In this episode of McFarland Science, we are going to put a Silverado truck with an LS V8 engine to the test. The experiment? Running the truck solely on brake cleaner instead of fuel. Brake cleaner is a commonly used tool in our shop that cleans grime and grease effectively. But what happens when it becomes the only source of fuel for a powerful engine? Will it make any horsepower, or will it be detrimental to the engine? Let’s find out.
The Importance of Brake Cleaner
Before we dive into the experiment, it’s important to note that brake cleaner is highly flammable. It is often used to start cars in our shop. However, there is an urban myth that using too much brake cleaner can dissolve the oil on the cylinder walls and harm the engine. We aim to test this theory today with the Silverado on the dyno.
To conduct the experiment, we will use several bottles of brake cleaner and empty them into a bucket. This bucket will serve as our makeshift fuel tank. We will then connect the bucket to the fuel rail and injectors of the Silverado using a specialized fuel system. Dr. Tune’em All, our tuning expert, will ensure that the engine runs smoothly on the brake cleaner. But before we proceed, there are a few important considerations.

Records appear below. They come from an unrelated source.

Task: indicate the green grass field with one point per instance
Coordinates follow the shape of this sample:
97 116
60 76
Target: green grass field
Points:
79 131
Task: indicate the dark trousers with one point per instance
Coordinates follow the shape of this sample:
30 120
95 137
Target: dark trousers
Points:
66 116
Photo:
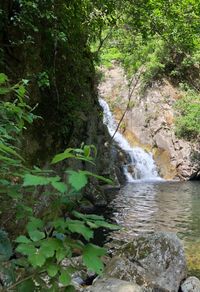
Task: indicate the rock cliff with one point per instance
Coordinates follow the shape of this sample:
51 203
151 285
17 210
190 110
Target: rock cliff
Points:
150 122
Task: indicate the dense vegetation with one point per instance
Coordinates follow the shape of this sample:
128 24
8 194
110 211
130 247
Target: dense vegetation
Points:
49 105
161 39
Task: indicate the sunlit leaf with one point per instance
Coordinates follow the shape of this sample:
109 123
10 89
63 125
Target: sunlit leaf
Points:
77 179
34 180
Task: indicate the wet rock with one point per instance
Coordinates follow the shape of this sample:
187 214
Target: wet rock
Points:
154 261
191 284
150 123
114 285
195 176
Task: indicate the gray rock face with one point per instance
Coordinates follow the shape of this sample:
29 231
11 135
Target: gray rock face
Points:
154 261
191 284
150 122
114 285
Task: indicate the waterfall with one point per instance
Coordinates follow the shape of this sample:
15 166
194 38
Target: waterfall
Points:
142 165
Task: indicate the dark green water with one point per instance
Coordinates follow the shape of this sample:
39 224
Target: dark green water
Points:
160 206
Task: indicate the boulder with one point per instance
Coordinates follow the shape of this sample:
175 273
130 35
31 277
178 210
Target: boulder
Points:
155 261
114 285
191 284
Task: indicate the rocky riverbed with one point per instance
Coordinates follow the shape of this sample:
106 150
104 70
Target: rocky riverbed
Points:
147 263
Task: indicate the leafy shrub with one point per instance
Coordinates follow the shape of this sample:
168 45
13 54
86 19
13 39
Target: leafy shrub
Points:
62 232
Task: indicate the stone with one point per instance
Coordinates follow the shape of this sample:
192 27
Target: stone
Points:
191 284
114 285
155 261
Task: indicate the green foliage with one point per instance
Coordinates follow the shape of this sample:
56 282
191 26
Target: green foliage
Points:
58 235
160 37
188 121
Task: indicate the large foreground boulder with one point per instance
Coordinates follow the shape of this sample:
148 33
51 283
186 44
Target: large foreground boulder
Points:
155 261
114 285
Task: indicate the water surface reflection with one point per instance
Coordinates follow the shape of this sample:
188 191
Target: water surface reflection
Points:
158 206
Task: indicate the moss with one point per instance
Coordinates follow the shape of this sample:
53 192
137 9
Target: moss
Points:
192 251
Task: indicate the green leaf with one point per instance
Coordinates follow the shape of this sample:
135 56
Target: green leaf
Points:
47 250
77 179
87 216
79 227
36 260
91 258
61 156
4 90
33 180
65 278
59 186
99 177
70 289
52 270
26 249
3 78
36 235
34 224
60 254
22 239
5 247
25 286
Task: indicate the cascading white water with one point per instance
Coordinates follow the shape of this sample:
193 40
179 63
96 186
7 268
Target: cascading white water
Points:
142 165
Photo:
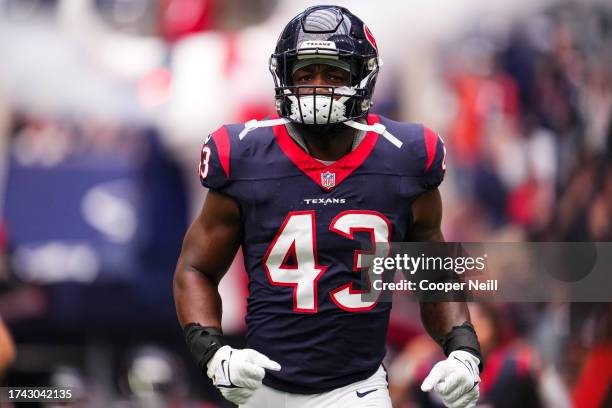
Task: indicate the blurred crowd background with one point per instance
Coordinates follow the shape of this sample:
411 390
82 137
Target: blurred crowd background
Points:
104 105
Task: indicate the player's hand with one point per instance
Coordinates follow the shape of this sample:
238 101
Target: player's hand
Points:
237 373
455 380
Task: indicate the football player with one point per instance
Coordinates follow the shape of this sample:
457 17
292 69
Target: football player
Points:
302 192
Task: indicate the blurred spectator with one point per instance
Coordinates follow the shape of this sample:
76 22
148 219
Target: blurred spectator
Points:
7 348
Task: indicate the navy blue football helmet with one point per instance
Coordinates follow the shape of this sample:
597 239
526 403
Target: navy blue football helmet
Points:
325 34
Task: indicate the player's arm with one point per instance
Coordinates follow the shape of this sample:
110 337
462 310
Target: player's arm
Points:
208 250
448 323
438 317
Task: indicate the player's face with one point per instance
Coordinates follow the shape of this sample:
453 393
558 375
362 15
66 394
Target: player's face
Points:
320 74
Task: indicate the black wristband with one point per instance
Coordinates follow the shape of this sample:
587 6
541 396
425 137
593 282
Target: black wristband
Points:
463 338
203 342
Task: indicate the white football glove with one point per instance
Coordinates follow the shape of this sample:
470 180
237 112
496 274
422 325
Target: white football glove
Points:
455 380
237 373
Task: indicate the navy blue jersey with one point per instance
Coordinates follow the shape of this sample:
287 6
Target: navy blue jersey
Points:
304 227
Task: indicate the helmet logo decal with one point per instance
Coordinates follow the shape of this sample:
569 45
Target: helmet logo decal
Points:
370 37
318 44
328 179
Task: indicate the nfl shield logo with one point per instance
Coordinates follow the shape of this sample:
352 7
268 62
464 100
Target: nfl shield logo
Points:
328 179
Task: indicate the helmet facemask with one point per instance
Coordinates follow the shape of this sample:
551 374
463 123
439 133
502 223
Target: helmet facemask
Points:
306 104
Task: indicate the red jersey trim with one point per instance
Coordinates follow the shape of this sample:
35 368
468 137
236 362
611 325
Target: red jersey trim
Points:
221 138
314 169
431 143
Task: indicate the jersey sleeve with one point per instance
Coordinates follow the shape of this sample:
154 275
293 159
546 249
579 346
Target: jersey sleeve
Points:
435 160
214 167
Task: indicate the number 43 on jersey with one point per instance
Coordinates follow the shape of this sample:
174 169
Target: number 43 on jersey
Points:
296 239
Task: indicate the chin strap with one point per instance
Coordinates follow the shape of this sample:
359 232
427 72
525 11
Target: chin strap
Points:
376 128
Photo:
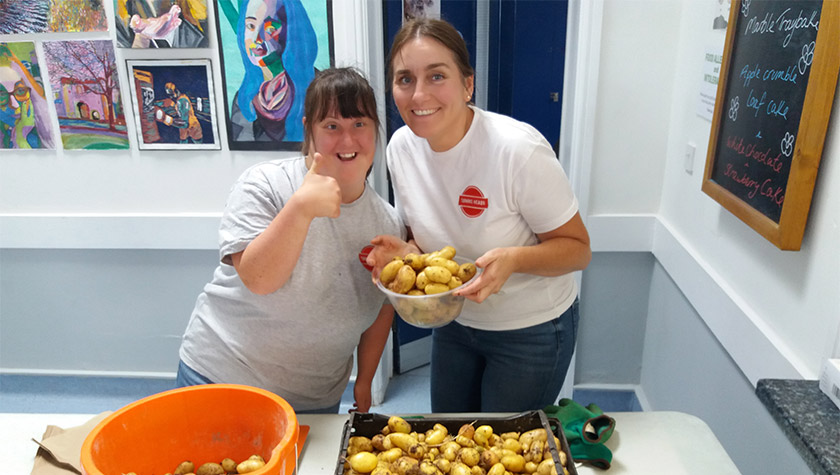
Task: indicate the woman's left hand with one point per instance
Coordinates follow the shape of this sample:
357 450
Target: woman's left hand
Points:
497 265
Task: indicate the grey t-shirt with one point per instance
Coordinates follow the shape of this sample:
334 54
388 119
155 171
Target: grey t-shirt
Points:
298 341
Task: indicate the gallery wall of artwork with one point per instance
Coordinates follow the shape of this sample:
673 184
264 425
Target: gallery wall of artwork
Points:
71 60
115 162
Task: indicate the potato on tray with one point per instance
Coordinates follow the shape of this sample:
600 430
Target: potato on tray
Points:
524 444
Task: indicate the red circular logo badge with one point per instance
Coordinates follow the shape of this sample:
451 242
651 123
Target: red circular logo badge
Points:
363 257
472 202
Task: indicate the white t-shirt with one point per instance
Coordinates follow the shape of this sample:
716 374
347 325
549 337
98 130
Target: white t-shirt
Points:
499 186
298 341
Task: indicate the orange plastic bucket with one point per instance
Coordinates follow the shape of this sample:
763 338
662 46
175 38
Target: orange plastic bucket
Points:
202 424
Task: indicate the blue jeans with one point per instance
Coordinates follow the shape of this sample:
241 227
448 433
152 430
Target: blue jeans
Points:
501 371
190 377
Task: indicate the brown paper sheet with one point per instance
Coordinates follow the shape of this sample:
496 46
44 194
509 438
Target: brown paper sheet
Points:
59 449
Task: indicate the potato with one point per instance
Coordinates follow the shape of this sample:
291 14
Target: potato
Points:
469 456
363 462
436 288
408 444
547 467
482 434
398 424
406 465
447 264
210 468
416 261
254 463
438 274
358 444
428 468
447 252
390 455
466 271
229 465
496 469
389 272
184 467
514 462
378 443
488 459
467 430
404 280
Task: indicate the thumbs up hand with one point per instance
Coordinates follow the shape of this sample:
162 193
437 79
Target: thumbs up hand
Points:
320 192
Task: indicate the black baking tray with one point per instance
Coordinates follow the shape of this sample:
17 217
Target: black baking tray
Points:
370 424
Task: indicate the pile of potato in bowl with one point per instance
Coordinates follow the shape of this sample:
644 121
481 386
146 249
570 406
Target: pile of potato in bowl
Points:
421 286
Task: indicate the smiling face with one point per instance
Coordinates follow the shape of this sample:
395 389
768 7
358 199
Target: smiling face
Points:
350 144
265 31
21 92
431 93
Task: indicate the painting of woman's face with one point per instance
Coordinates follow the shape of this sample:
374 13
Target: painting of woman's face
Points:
21 92
265 31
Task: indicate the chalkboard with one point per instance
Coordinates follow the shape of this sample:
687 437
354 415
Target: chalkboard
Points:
774 98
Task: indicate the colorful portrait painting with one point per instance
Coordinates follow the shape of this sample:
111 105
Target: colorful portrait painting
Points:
24 115
270 51
173 104
46 16
86 87
161 23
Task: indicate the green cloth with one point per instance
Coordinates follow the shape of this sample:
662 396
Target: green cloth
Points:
586 429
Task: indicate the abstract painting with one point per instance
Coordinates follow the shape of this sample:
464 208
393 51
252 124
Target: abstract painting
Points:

Stoichiometry and Stability
We couldn’t find specific information on the stoichiometry of brake cleaner, which refers to the ideal air-fuel ratio for combustion. This means we will have to make an educated guess about how the brake cleaner will perform as fuel. Additionally, brake cleaner is known to be less stable than traditional gasoline. It requires less fuel to ignite, making it more volatile and potentially less reliable.
Before switching to the brake cleaner, we perform a baseline run using regular pump gas. The Silverado produces an impressive 260 horsepower and 260 torque. Now, it’s time to see what happens when we switch to the brake cleaner.
Testing Brake Cleaner as Fuel
With the brake cleaner-filled bucket connected to the fuel system, we start the Silverado. The engine roars to life, but we immediately notice some concerning signs. The fuel flow is erratic, and the engine produces a spark knock, indicating premature combustion. These symptoms suggest that brake cleaner may not be the ideal fuel source.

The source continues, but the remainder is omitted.